The man who founded Dignity in Dying (originally the Voluntary Euthanasia Legalisation Society) was an English doctor, Killick Millard (1870-1952). Dr Millard was an unabashed supporter of eugenics. He contended that the “feeble-minded and mentally deficient” should be sterilised. Embarrassing quotes abound in his writing. This one is representative: “Those who constitute such a large proportion of the ‘submerged tenth’, the denizens of the slums, are without doubt at the present day the most prolific section of the community, whereas we should like to see them the least prolific.”

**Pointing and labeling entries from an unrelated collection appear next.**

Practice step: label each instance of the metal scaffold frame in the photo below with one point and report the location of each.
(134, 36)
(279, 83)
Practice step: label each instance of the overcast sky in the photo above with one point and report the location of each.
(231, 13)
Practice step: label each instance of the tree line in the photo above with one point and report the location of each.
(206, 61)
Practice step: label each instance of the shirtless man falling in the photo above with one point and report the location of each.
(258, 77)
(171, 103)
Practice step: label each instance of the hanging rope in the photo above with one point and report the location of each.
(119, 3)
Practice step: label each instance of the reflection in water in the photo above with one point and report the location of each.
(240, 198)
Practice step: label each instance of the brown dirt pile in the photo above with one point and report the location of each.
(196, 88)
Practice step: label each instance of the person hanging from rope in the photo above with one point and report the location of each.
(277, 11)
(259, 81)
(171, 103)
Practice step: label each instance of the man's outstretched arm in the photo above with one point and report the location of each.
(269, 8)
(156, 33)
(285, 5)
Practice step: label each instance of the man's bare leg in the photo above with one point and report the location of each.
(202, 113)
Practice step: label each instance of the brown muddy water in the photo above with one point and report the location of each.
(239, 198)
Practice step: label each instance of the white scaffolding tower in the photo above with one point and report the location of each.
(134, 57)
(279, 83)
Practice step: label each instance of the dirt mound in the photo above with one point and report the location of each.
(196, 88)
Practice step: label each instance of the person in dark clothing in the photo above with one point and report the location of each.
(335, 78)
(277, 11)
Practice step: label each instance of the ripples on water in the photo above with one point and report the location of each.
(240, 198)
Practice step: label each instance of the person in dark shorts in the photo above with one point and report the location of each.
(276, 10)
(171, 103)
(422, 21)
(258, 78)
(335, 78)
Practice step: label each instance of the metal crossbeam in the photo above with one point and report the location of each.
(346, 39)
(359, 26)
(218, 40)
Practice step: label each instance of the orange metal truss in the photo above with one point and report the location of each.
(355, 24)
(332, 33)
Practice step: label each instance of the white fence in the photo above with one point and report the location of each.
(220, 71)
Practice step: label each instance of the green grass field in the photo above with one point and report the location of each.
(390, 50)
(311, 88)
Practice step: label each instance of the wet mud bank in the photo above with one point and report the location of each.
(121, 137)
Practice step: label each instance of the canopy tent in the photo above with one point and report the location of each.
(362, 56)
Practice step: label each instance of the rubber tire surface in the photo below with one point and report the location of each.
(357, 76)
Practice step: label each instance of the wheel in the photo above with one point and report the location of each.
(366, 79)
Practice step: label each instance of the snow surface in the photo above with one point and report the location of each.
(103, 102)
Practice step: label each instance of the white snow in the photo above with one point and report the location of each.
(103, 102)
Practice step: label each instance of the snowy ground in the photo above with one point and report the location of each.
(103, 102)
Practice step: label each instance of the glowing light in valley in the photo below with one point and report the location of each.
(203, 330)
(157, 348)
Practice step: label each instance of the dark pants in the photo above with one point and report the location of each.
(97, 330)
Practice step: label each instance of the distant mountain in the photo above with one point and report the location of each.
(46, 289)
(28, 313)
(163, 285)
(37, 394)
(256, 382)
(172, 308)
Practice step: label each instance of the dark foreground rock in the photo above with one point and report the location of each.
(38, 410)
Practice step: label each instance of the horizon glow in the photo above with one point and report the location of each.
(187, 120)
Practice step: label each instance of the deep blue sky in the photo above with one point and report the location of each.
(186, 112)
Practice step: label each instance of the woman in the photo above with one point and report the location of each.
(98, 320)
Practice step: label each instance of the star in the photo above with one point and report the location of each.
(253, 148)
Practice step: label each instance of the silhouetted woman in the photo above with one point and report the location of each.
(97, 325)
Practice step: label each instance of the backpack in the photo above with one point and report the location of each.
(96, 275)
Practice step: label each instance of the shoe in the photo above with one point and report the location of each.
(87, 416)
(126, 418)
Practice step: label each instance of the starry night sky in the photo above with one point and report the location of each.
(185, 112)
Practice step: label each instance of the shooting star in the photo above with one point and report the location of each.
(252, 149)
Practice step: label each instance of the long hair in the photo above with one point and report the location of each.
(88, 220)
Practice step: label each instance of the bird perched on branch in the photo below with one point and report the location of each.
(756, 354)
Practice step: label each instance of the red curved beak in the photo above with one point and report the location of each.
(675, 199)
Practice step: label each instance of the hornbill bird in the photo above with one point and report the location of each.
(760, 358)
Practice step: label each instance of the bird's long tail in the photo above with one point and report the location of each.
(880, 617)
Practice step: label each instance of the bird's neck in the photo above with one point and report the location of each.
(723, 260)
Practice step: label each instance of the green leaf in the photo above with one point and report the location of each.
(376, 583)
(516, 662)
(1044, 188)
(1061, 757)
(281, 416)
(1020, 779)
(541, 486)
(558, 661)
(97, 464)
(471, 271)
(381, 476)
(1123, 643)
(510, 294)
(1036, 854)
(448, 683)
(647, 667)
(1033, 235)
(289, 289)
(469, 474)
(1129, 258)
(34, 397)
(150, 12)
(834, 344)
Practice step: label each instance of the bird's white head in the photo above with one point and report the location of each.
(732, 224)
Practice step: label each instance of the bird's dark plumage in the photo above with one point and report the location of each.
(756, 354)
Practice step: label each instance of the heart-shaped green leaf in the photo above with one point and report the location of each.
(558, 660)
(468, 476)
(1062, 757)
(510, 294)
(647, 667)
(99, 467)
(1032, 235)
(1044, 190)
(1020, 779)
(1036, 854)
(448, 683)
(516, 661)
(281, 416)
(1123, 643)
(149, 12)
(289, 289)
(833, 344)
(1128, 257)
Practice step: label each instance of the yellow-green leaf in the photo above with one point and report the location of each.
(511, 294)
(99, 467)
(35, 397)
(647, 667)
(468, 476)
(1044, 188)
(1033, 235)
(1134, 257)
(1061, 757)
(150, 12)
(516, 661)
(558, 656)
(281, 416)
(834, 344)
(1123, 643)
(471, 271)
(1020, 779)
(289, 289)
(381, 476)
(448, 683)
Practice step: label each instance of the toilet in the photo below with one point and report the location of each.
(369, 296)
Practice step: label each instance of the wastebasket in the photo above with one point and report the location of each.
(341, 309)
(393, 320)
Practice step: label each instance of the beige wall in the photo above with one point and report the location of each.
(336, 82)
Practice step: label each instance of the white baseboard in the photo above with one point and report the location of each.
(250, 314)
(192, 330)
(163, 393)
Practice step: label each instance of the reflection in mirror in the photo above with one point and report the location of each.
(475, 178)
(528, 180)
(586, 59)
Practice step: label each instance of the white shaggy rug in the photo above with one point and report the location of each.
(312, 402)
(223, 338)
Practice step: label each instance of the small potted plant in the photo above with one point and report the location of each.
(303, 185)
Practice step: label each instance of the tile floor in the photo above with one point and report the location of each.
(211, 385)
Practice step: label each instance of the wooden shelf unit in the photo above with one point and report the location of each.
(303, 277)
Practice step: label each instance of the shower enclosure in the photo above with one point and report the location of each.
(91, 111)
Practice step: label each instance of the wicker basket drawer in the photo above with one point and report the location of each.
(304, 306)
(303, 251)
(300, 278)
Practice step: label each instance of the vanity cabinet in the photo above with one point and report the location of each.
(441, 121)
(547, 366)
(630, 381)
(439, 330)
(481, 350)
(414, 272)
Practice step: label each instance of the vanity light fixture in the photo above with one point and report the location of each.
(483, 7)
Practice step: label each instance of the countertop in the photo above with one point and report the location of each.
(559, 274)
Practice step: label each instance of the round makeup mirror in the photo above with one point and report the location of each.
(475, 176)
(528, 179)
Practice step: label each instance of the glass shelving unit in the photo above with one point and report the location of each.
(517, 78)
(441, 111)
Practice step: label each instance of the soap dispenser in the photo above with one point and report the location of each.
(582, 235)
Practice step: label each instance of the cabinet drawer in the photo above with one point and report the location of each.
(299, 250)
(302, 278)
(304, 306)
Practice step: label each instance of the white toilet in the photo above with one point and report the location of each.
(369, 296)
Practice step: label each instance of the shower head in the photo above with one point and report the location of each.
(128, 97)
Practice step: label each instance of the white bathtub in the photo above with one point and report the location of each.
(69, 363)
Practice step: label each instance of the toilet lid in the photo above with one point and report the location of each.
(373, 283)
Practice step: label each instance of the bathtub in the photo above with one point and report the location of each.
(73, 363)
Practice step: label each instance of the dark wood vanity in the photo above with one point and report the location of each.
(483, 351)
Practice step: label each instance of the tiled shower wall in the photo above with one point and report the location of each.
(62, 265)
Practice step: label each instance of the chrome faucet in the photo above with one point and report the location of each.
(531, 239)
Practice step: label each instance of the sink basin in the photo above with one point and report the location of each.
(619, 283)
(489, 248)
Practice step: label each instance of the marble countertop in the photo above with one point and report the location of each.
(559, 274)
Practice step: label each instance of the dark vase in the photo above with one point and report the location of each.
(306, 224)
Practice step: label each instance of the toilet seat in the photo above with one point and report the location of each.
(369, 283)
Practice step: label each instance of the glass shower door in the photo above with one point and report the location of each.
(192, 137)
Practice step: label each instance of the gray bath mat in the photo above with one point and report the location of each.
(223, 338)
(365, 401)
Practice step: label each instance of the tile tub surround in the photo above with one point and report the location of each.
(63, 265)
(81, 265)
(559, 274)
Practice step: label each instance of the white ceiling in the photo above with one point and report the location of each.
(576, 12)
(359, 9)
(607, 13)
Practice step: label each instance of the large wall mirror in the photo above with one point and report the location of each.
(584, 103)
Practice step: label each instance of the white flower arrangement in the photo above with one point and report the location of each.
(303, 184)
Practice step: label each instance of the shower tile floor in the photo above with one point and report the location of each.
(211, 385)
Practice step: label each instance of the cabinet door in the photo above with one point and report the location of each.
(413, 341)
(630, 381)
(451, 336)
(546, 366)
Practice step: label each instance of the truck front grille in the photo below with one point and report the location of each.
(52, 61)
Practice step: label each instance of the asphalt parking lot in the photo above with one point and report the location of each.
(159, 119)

Canadian historian Ian Dowbiggin studied the career of Millard and concluded that – apart from supporting eugenics, he also looked favourably upon involuntary euthanasia:
“ … in principle he was not against the notion of euthanasia without consent nor was he unalterably opposed to applying euthanasia for eugenic purposes to young children with mental or emotional deficiencies. He opposed involuntary euthanasia primarily because he saw no possibility of its becoming law in the foreseeable future. In short, to raise the question of linking eugenics and euthanasia in the mid-1930s ‘would certainly create much prejudice’ against either or both movements. After some reflection, Millard concluded that the less said of a controversial nature about the eugenic significance of euthanasia the better.”
Will Dignity in Dying follow the lead of Planned Parenthood and MSI Reproductive Choices in cancelling the history of its founder? Millard’s name does not appear on its website – so perhaps it has already done so.